The government of Brazil's acting president Michel Temer took a fresh hit on Monday as the anti-corruption minister resigned after a recording revealed him criticizing a probe into graft at state oil giant Petrobras, officials said.
Fabiano Silveira was the second minister to exit in the span of a week from Temer's government, which has only been in power for 18 days following the suspension of Dilma Rousseff for an impeachment trial.
In audio released by Globo television on Sunday night, Silveira was heard talking to Senate President Renan Calheiros and Sergio Machado, the president of Petrobras subsidiary Transpetro, both of whom are being investigated in the embezzlement probe.
In the recording, Silveira was heard saying that the prosecution in the case was "lost" and gave advice to Machado on how to protect himself from the investigation.
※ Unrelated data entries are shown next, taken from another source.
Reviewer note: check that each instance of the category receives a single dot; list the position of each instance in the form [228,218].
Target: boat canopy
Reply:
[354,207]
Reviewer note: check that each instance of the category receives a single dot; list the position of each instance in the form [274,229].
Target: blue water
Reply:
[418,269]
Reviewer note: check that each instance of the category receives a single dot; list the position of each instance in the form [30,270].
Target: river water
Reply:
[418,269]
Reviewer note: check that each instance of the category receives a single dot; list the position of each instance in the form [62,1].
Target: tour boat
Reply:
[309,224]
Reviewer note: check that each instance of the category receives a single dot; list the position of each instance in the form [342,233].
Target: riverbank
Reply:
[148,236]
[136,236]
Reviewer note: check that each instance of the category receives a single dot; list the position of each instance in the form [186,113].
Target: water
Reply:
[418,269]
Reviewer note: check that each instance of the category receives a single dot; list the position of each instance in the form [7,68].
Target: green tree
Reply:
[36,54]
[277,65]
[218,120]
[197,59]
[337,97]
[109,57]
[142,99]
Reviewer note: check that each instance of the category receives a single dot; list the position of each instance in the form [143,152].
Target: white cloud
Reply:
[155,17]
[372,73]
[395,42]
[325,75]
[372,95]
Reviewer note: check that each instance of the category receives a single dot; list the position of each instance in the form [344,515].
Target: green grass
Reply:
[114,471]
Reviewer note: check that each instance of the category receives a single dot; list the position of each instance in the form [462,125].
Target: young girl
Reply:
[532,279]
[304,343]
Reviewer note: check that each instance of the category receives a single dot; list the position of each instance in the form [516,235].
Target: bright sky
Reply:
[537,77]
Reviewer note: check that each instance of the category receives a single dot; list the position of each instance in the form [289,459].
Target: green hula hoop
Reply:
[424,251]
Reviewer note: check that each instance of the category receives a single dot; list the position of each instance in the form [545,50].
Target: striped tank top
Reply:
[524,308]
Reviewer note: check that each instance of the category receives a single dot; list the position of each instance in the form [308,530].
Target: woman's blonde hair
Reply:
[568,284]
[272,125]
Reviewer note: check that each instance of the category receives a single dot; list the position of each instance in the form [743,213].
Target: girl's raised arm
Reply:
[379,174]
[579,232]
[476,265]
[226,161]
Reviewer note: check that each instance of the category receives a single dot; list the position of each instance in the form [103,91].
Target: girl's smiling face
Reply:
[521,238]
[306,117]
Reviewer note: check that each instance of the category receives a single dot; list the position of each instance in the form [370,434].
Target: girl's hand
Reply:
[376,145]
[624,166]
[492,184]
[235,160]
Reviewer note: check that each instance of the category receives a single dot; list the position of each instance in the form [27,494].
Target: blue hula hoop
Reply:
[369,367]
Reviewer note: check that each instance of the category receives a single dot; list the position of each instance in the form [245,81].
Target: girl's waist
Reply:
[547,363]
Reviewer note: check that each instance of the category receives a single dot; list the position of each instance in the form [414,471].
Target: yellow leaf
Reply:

The recording was made in March when Silveira was serving on the National Council of Justice.
Brazilian media said Machado recorded the conversation, trading the information for leniency from prosecution.
The presidential palace's media office confirmed Silveira's resignation.
In his resignation letter, excerpts of which were published by Brazilian media, Silveira defended himself and said his remarks were "generic comments and simple opinion, amplified by the climate of political exasperation to which we all bear witness."
On Monday, officials from the Transparency Ministry, created by Temer to fight rampant corruption in Brazil, staged protests to call for Silveira's ouster.
Corruption watchdog Transparency International also called for Silveira to step down.
- Leaked recording -
His exit comes about one week after a main Temer ally, Romero Juca, was fired from his planning minister post after another leaked recording in which he apparently said impeaching Rousseff could be a way to derail the Petrobras probe.
The probe, codenamed Operation Car Wash, has seen investigations and prosecutions opened against dozens of politicians and executives -- a who's who of the business and political elite in Brazil -- including Juca.
Temer, who was vice president and took over from Rousseff after her suspension for an impeachment trial on May 12, is trying to push through economic reforms to pull Brazil out of deep recession.
It was Machado who was also speaking in the tape that led to the firing of Juca.
Machado is cooperating with prosecutors now and his testimony could snare other members of Temer's centrist PMDB party.
After Juca was fired last week, Temer said the probe into Petrobras would not only continue but that he himself plans to press for it to be even tougher.
Machado's appearance on the scene is also bad news for the Senate president Calheiros. It is in the Senate where in a few months Rousseff will stand trial on charges of cooking government books to make her budget look better in 2014 as she sought re-election.
In another conversation leaked last week, Calheiros is heard calling for changes in the law that lets people who confess to being part of the Petrobras scandal receive lighter sentences in exchange for details of the scheme.
These plea bargains were key to breaking open the scandal, in which bribes and kickbacks are estimated to have cost the company some $2 billion over the course of a decade.
The scandal fueled an atmosphere of grassroots fury over corruption and economic decay in a country that was the poster child for emerging economies just a few years ago, and helped lead to the collapse of support for Rousseff and her government.
Temer's replacing Rousseff has been messy. He triggered complaints immediately by appointing a cabinet made up exclusively of conservative white men, including three under investigation for the Petrobras scandal.
Temer, as part of his economic reforms, also tried to eliminate the cultural ministry but had to drop the plan amid a backlash from singers and artists that stretched as far as the Cannes film festival.